Joseph D. Allman - JP Morgan Chase & Co, Research Division

So just to clarify, so is there anywhere where you think you've got the Atoka with the Strawn or the Atoka and Mississippian, you're going to take it deeper just because of the economics. Okay. And then -- okay. And those percentages that you show on Slide 9, are those percentages -- the percentages of wells you're going to drill to those deeper formations in 2012? Are those -- is that the best guess of the percentage of acreage that you think is perspective? Because I know like, for example, the Strawn, I think in the past you said 25% to 50% of your acreage you think is perspective for the Strawn?

Scott D. Sheffield

The acreage is the better -- we're not -- it's a different percentage. And so we're not like the Atoka who's 25% to 50%, so we're not taking 50% of our wells down. So we need more data. So the Atoka has gone from just a few wells to a lot more. And so as we get more results in the Atoka, then you would see going into '13 most likely, there'll be a lot more wells and a higher percentage go to the Atoka.
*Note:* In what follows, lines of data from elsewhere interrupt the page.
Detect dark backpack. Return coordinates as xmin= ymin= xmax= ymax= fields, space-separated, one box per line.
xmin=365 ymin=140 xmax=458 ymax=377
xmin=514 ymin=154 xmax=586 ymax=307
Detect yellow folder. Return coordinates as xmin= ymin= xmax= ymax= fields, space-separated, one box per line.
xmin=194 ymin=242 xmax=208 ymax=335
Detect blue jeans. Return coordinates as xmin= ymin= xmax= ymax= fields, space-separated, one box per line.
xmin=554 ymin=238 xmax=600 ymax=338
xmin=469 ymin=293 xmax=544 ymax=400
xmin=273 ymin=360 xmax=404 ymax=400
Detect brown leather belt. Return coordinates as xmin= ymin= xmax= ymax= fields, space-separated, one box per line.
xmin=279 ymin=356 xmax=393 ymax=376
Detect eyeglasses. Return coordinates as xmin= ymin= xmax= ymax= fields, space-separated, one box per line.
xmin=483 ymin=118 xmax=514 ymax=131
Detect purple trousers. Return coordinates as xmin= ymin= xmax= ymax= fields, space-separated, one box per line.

Joseph D. Allman - JP Morgan Chase & Co, Research Division

Right, but say like in the Strawn, for example, so your slide indicates you're taking 25% of the wells down to the Strawn, whereas in the past, you said that you think 25% to 50% of your acreage has the Strawn. So what's the difference there?

Scott D. Sheffield

We said 40% of our acreage is perspective. But there is a percentage of our wells that we are not completing in the Strawn because there's no porosity, okay? So not every well we take to the Strawn. The Strawn is more structural. It's got to have porosity. The Atoka, we anticipate to be much higher success rate than the Strawn. So that's the difference. So we just need more data. It'll take us a good 2 to 3 years in each of these 3 intervals to determine. Eventually, you will see us most likely matchup more with the percent perspective acreage probably about 2 to 3 years from now in Slide #9.

Operator

And we'll take our final question from Dan Schniedwind with AMI Asset Management.

Unknown Analyst -

Quick question for you from a credit perspective. You guys are really starting to look like an investment grade company. Have you talked to any of the credit rating agencies about possibilities what you would have to do to achieve that? And I know they're usually asleep at the wheel on these things and the last to ever realize when you should be, but has there been any communication there?

Richard P. Dealy

Yes, we have constant communication with the rating agencies and have -- we agreed that I think we are heading to or an already at an investment-grade credit. So we're just waiting until we have more results there waiting on. So I think overtime, we expect to continue to head that way.

Operator

Thank you, and that is all the questions we have in the queue. At this time, I'd like to turn the conference back over to management for any additional or closing remarks.

Scott D. Sheffield

We appreciate everybody staying longer. Great questions and hopefully, you got the right answers. If not, you know where to get us here in the office. I look forward to seeing everybody on the road. Again, have a great fourth quarter coming up.

Operator

Thank you, and that does conclude today's conference. We thank you for your participation. You may now disconnect.